1. Introduction to Machine Learning#

The goal of this book is to help you to establish a problem and turn it into a machine learning problem, each section will have some big project to do, and for the subsection they will always have programming codes.

Here are some projects (we will have much more) that we are going to explore on our journey.

1.1. Boston House Prices#

1.2. Iris Classification#

1.3. Handwritten Digit Recognition#

1.4. Spotify Tracks Dataset#

1.5. Customer Clustering and Segmentation#

1.6. Sentiment Analysis#

1.7. AI playing games#

1.8. Tech Skills#

  • Python, Pandas, NumPy, SciPy, Spark, SQL

  • Sckit-learn, Seaborn, matplotlib, Optuna, SHAP

  • OpenCV, PyTorch, TensorFlow

  • AWS, Cloud

1.9. Prerequisites#

  • Programming knowledge (python preferred)

  • Calculus, Linear Algebra,

  • Statistics, Probabilities

1.10. Definition of Machine Learning#

In 1959 Arthur Samuel created one of the first definitions of

“Machine Learning is the field of study that gives the computer the ability to learn without being explicitly programmed”.

So what does this mean? That means that we cannot hard-code the solutions to our problem with a bunch of if-else, for example, a machine needs to ‘learn’ without being tell-it.

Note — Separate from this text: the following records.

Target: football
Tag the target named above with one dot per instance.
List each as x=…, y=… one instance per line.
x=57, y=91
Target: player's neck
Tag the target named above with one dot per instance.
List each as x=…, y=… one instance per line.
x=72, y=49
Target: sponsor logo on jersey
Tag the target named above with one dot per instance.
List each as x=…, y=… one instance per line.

Suppose that you need to find the value of \(\pi\), you can just write and code that would contain his value.

pi = 3,14159...

Or you can use some data and create an algorithm that estimates this value. There is a way to use random points to calculate this value.

We have a circle centered on (0,0) with radius \(r\) and a square with side \(2r\) let \(r=1\) The area of the circle is \(\pi\) and the area of the square is 4, so

\[ \frac{\text{area of circle}}{\text{area of square}}= \frac{\pi}{4} \]

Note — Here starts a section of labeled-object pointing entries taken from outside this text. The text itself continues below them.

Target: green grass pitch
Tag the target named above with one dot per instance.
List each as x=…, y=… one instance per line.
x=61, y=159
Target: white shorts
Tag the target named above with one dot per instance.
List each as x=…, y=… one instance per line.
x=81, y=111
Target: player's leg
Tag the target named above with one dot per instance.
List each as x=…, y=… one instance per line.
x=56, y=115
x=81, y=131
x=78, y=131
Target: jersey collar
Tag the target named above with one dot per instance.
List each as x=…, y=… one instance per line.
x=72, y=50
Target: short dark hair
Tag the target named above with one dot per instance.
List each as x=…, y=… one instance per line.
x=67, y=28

With a very large number of generated points $\( \pi = 4\times\frac{\text{number of points inside the circle}}{\text{number of points inside square}} \)$

import random
 
n_max = 1000
circle_points = 0
square_points = 0
# Total Random numbers generated= possible x
# values* possible y values
for i in range(n_max**2):
 
    # Randomly generated x and y values from a
    # uniform distribution
    # Range of x and y values is -1 to 1
    rand_x = random.uniform(-1, 1)
    rand_y = random.uniform(-1, 1)
 
    # Distance between (x, y) from the origin
    origin_dist = rand_x**2 + rand_y**2
 
    # Checking if (x, y) lies inside the circle
    if origin_dist <= 1:
        circle_points += 1
    square_points += 1
 
    # pi= 4*(n. points generated inside the circle)/ (n. points generated inside the square)
    pi = 4 * circle_points / square_points

print(pi)
pi = 3.14294

So instead of hard-code our value we create an algorithm that estimates this value using some math and probability; that is the idea of machine learning. In that case, we use Monte Carlo algorithms (NOT A MACHINE LEARNING) to create this example if you want to find out about this algorithm and Monte Carlo methods, the links are below.

“A computer program is said to learn from experience \(\mathcal{E}\) with respect to some class of task \(\mathcal{T}\) and perfomance measure \(\mathcal{P}\), if its performance at task \(\mathcal{T}\), as measured by \(\mathcal{P}\), improves with experience \(\mathcal{E}\) [Russell et al., 2020]

There are some key concepts about this:

Experience -> Data

We need data for the algorithm to “learn”.

Performance -> Metric

And we need some kind of Performance metric to measure, we need a goal to achieve. In each machine learning we may deal with different performance metrics, but in most cases, the performance measure is an error $\(e_i = y_i - \hat{y_i}\)$

1.10.1. Turing Test#

In 1950 Alan Turing proposed the Turing test “Can a machine think?” A computer passes the test if a human interrogator, after asking some written questions, cannot tell whether the written responses come from a person or a computer [Russell et al., 2020].

The computer would need the following capabilities:

  • speech recognition to understand the voice of humans

  • natural language processing to communicate successfully in a human language

  • automated reasoning to answer questions and draw new conclusions

  • machine learning to adapt to new circumstances and to detect and extrapolate patterns.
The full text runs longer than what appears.